Winda Film Festival Artistic Director Pauline Clague said she is proud to have a wide collection of Indigenous Films from around Australia and the world in the festival.
“From gritty drama to comical storylines the chosen films show a strength and vitality of stories that affect our Indigenous peoples,” Pauline said.
“The international films resonate with our own struggles and stories, giving us insight into the connection of the universal storylines of Indigenous nations. We hope these stories help to show the richness of our cultures and the growing voice of Indigenous filmmakers in the cinema and digital landscape.”
Launched by the Wurhu Darhuy Foundation and New Horizon Films in partnership with the imagineNATIVE Film + Media Arts Festival, the Winda Film Festival is a new and exciting film festival focused on Indigenous film from across Australia and the world.
Documentaries, feature and short films from all corners of the globe will be screened in Sydney this week.
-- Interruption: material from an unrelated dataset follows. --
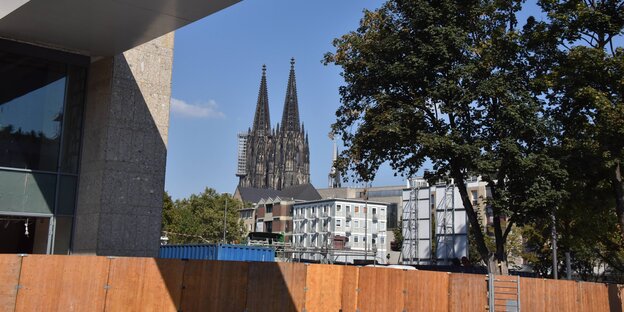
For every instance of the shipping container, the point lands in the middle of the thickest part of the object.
(218, 252)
Films from Hawaii to Central Australia, New Zealand and Norway are part of the very first Winda Film Festival.
The organisers say it offers Indigenous filmmakers from around the world a new platform to showcase their work
Winda means ‘stars’ in the Gumbaynggirr language from the north coast of New South Wales.
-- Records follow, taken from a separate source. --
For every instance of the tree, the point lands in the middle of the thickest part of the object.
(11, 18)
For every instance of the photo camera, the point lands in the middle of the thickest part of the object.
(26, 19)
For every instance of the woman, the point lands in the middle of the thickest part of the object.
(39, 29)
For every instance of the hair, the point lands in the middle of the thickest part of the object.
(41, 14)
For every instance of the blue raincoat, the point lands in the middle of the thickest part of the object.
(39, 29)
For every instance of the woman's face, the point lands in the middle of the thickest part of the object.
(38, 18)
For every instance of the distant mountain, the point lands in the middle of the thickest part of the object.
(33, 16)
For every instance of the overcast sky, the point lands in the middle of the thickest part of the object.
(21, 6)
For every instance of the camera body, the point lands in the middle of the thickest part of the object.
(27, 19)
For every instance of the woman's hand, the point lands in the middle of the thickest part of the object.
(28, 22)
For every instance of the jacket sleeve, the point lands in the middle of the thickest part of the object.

In Aboriginal Astronomy, we look to the stars for guidance, creation and for our ancestors.
The logo is a star trail of the Milky Way which is seen across the Southern Hemisphere and also inspired by The Emu In The Sky dreaming as one of the creation stories that crosses the nations of Australia.
With a growing scope of Indigenous films, the team at Winda Film Festival Executive Director, Medika Thorpe says it’s important to give a voice to Indigenous stories and recognise the growth of the industry.
"We look forward to the first-ever Winda Film Festival as we welcome filmmakers and audiences to a celebration of Indigenous works,” she said.
“From Roebourne to Russia we showcase stories from many nations, countries and some in language. We hope you enjoy as we come together to celebrate Indigenous films and filmmakers under the Milky Way,” she said.
"We hope to get audiences from all walks of life to experience quality Indigenous films that speak to our narratives and to get a glimpse of our perspectives," said Ms Thorpe.
- Festival Screenings: Friday 11, Saturday 12 & Sunday 13 Nov at Hoyts EQ Moore Park, Cinema 15.